Disappointing Christmas and Boxing Day sales have forced Kathmandu to cut its first-half profit guidance for 2019, sending the outdoor retailer’s shares tumbling.
The dual-listed camping and hiking supplier said same store sales for the 22 weeks to December 30 were down 1.0 per cent on the prior year at constant exchange rates, with same-store sales down 0.2 per cent in Australia, and down 2.4 per cent in New Zealand.
Kathmandu told shareholders at its November annual general meeting that solid trading during the first 15 weeks of the fiscal year was expected to lift first-half profit strongly above last year, albeit highly dependent on a successful summer sale.
“Following strong same store sales growth in quarter one, we are disappointed in trading results in Australia and New Zealand over the Christmas and Boxing Day period,” chief executive officer Xavier Simonet said.
“Notwithstanding the adverse impact of the NZD/AUD exchange rate on reported profit, assuming current trends continue, total group profits are now expected to be 4 per cent to 8 per cent above 1H FY2018.”
Partially offsetting the lower than expected sales was a 60 basis point improvement in retail gross margins, to 64 per cent, while the recently acquired Oboz business continues to show strong growth.
Oboz sales for the first half of 2019 are expected to grow by 35 per cent to about $NZ27.5m, with a gross margin of 40 per cent.

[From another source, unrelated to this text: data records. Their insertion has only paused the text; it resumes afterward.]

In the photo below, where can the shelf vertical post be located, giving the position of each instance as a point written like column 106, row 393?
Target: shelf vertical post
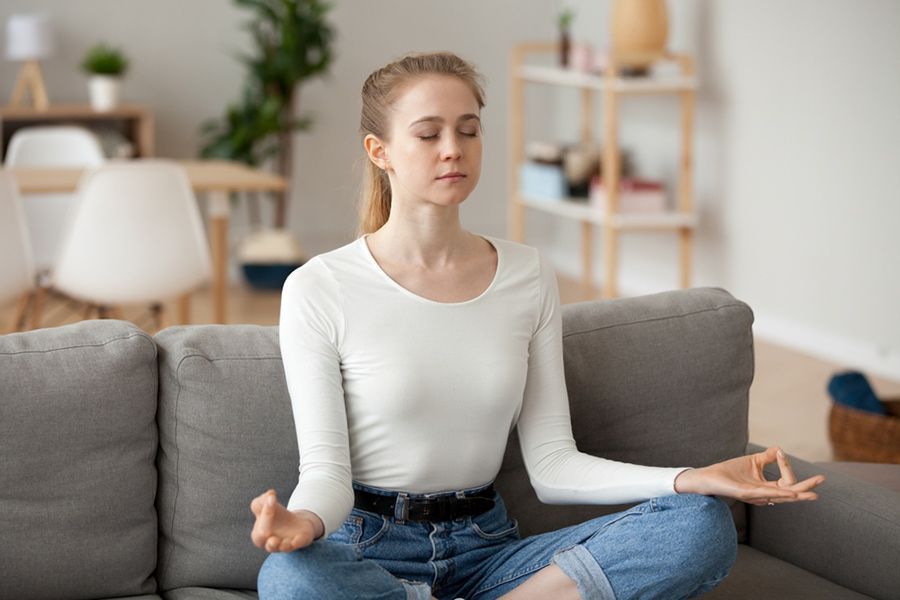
column 587, row 252
column 516, row 150
column 685, row 184
column 610, row 181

Following the announcement, Kathmandu shares fell 14.1 per cent to close at $2.25 on Thursday, down 26 per cent from a near four-year high of $3.03 in October.
Kathmandu’s shares had jumped nearly 17 per cent in November after it reported a 7.1 per cent rise in Australian same store sales, and a 5.2 per cent rise in New Zealand.
Meanwhile, same store sales in Kathmandu’s Australian stores rose 7.5 per cent in FY2018, comfortably offsetting a clearance-driven 2.4 per cent decline in New Zealand and lifting total sales 11.7 per cent to a record $NZ497.4 million. Net profit for the 12 months to July 31 rose 32.8 per cent.
Kathmandu said it will release the full result for the half year on March 26.